Identifying data blocks in CSV files using Image Processing with Python
Akhilesh Ravi (~akhilesh25) |
Mammoth is a data management platform. We process any given data item into a Mammoth interpretable format that is hooked to a Postgres backend. Our current approach for processing files and identifying data blocks is Heuristic-based. This is time-consuming and not easily scalable to very large files. Our file processing system is undergoing a rehaul, where we are using image processing techniques to solve this problem. We are applying these techniques on non-image feature matrices that are extracted from the data item. On top of this, we are adding a pattern recognition layer, to improve the performance.
Outline of the talk
- Context - What is Mammoth? Current approach; Examples of files that could not be processed.

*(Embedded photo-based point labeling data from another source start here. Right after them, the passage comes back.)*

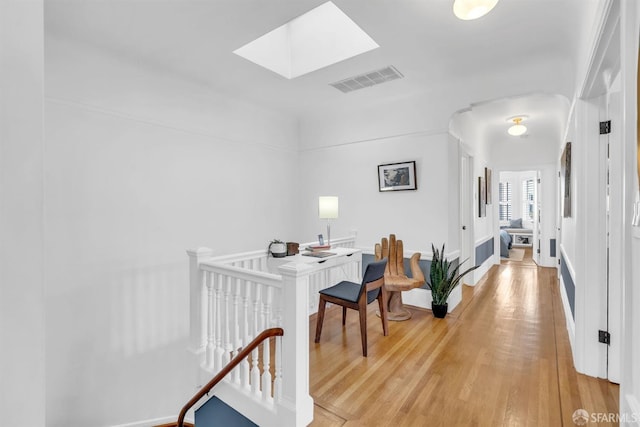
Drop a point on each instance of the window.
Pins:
(505, 201)
(527, 199)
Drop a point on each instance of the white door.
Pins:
(466, 211)
(611, 147)
(537, 218)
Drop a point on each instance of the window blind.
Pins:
(527, 198)
(504, 189)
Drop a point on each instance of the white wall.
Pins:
(22, 329)
(350, 172)
(137, 169)
(630, 372)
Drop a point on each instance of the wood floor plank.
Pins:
(501, 358)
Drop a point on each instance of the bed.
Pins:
(519, 235)
(505, 243)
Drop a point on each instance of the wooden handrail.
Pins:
(267, 333)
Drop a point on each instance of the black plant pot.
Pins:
(439, 311)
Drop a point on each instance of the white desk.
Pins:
(346, 264)
(342, 256)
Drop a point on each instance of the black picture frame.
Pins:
(482, 197)
(397, 176)
(565, 173)
(487, 181)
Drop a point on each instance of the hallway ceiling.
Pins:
(521, 47)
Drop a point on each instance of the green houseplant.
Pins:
(443, 278)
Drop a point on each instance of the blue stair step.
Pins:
(216, 413)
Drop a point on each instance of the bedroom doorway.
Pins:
(519, 213)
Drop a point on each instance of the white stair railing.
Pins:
(233, 299)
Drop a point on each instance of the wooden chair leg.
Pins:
(382, 297)
(363, 325)
(320, 318)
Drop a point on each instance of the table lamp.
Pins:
(328, 209)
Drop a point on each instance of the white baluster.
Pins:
(209, 320)
(255, 370)
(266, 371)
(266, 353)
(236, 326)
(218, 322)
(197, 295)
(227, 323)
(244, 366)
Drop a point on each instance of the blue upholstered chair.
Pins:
(357, 296)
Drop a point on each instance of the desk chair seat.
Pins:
(357, 296)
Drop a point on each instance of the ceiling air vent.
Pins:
(371, 78)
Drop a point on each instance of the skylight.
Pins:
(319, 38)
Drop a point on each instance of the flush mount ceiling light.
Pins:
(472, 9)
(319, 38)
(517, 129)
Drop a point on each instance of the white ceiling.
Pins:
(521, 47)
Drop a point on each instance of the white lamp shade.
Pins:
(517, 130)
(472, 9)
(328, 207)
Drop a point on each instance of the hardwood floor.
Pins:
(502, 358)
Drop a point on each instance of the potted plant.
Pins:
(443, 278)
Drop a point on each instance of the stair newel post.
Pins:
(197, 300)
(295, 344)
(255, 369)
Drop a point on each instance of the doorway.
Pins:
(519, 214)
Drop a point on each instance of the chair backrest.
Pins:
(374, 271)
(393, 250)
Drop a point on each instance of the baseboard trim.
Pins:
(154, 422)
(569, 322)
(630, 411)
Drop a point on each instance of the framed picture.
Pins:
(397, 176)
(565, 173)
(482, 197)
(487, 180)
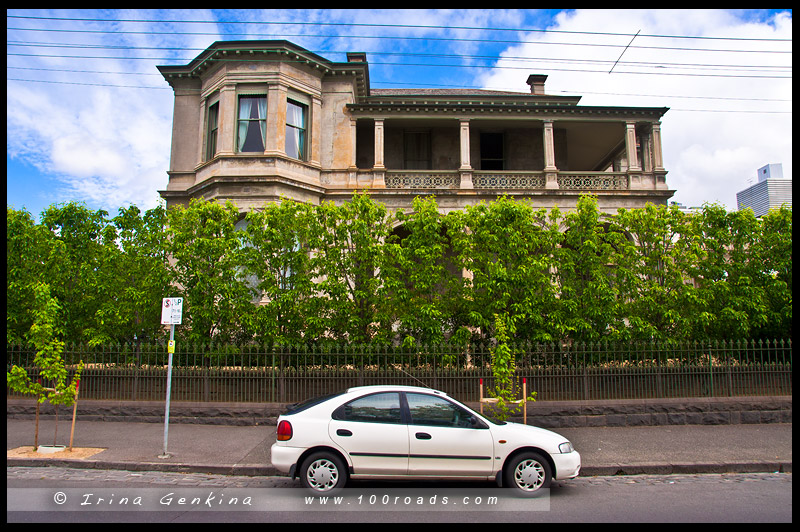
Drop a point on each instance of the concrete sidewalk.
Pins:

- Image processing - Draw similarities between non-image matrix and the image matrix - why choose image processing techniques for a non-image data?
- Feature selection and pattern recognition in the given feature matrices.
- Walk-through of the algorithm - The Image Processing approach - Feeding the images into a pattern recognition model - Using feedback from users to finetune the model for better performance (feedback loop).
Who is this talk for?
Developers interested in image processing and pattern recognition
Lateral thinking in applying AI techniques and concepts around image processing
Basic knowledge of image processing
Akhilesh Ravi is a summer Intern at Mammoth Analytics. He is pursuing B.Tech. Electrical Engineering and Computer Science (dual major) at IIT Gandhinagar. He is interested in Machine Learning, Deep Learning, Image Processing, and Python.
Divya Sivaram is an Engineer, graduated from the University of Sussex with Masters in Intelligent Systems. She is currently a Product Engineer at Mammoth.